Truth exposed by Big Data: Humans are fundamentally of a greater order than algorithms

This is a bit of review of something that was explained in a presentation by a founding member of Palantir, Stephen Cohen at a Wired Magazine seminar last year. For the purpose of this discussion, algorithms are defined as a plan so well defined that there is no ambiguity to its execution

That might need to sit for a bit, but Cohen explains it through history: Before the industrial revolution, every product was produced individually using an ad hoc method. Then came the industrial revolution where we learned to mass produce and therefore created algorithms, which consistently reproduced steps in a production process.

This is the fundament of an algorithm, which is the foundation of all computing process based on the confines of Boolean algebra (if then else).  The algorithm is ruthless in its ability to repeat performance based on a set scale of explicit and upfront inputs. It never wavers and can do this repetitive task many times over.

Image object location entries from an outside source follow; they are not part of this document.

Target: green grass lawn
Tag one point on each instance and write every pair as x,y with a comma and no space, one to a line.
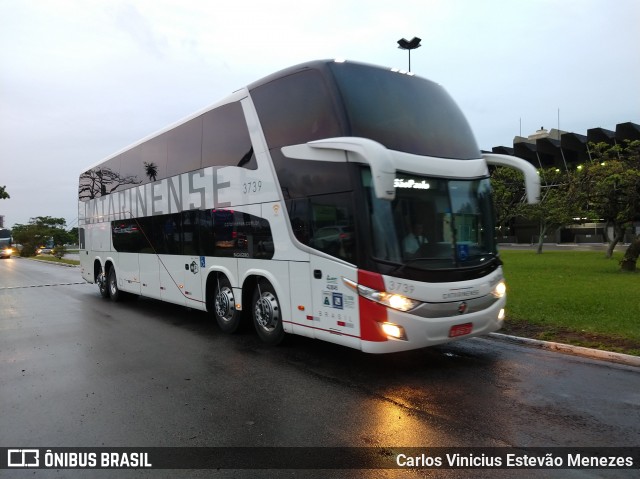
575,296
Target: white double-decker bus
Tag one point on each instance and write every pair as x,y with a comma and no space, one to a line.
335,200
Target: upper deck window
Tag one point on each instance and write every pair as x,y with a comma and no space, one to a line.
404,113
296,109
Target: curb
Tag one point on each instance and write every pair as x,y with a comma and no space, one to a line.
610,356
53,263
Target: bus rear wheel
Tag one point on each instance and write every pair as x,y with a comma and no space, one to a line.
224,306
112,283
101,281
267,315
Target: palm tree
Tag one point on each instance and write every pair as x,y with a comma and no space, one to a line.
151,170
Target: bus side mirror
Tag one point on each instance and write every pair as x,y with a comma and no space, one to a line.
531,177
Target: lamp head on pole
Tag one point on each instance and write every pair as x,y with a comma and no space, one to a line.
412,44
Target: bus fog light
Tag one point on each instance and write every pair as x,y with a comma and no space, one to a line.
393,331
500,290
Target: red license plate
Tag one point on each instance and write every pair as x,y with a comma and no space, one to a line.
460,330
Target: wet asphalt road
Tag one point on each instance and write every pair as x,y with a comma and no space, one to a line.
77,370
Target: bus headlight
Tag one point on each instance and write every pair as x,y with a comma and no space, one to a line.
500,290
392,300
393,331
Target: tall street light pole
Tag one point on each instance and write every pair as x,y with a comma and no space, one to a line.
412,44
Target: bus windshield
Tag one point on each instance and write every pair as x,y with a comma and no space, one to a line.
433,223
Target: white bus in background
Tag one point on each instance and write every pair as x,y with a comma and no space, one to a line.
335,200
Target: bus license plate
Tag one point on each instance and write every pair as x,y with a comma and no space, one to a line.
460,330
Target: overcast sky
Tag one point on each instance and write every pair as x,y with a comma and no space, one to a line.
82,79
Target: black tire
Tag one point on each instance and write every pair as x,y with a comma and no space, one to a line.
223,304
101,281
267,314
112,284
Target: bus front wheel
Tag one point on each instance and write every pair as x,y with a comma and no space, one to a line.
267,315
224,306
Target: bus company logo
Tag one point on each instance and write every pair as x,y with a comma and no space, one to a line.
23,458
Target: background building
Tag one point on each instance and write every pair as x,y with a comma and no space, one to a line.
566,151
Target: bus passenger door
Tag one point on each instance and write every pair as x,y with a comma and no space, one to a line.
193,267
335,305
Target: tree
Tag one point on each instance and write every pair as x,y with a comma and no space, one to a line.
39,231
102,181
557,203
610,186
508,195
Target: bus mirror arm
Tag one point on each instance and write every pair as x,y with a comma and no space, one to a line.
531,177
372,153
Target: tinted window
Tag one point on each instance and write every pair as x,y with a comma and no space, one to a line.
404,113
325,223
296,109
300,178
224,233
226,140
101,180
132,170
127,236
184,147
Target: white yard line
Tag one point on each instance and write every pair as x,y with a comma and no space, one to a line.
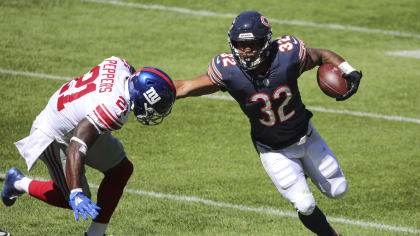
224,97
264,210
272,20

Big data is the phenomenon of these algorithms to not only do their task, but put out information along the way. So, the big data concept is a phenomenon of algorithms self-propagating an information flow.  Due to this recurring nature, the shear amount of data is exploding not only in size, but also in type.

So, as exciting as the algorithms are, what can’t they do?

Well as amazing as algorithms are, in that they make decisions without context for quality is exactly their limitation, which eventually bounds their potential. So an algorithms cannot treat or produce qualitative data like hunger, fear, happiness, etc. And it is exactly this qualitative data that we humans need to make decisions.

In order for algorithms to be able to make decisions, I have to strip the data of its qualitative nature and make it shallow and open for interpretations. I have to scale my hunger on a scale from one to ten, which cannot be done without ambiguities.

Algorithms also fail to capture subtle contexts, which would make their efficiency go away. Algorithms are efficient because everything fed to them has to be explicit and upfront. A complex human situation can be understood by humans, but very hard to communicate. Thus they are hard to break down to purely quantitative data and fed into an algorithm.

The final result of all this good stuff: Computers will never replace humans.

All of this information is copied 100% from a speech given by Stephen Cohen, founding member of Palantir. No original parts have been added and I take no credit for authorship.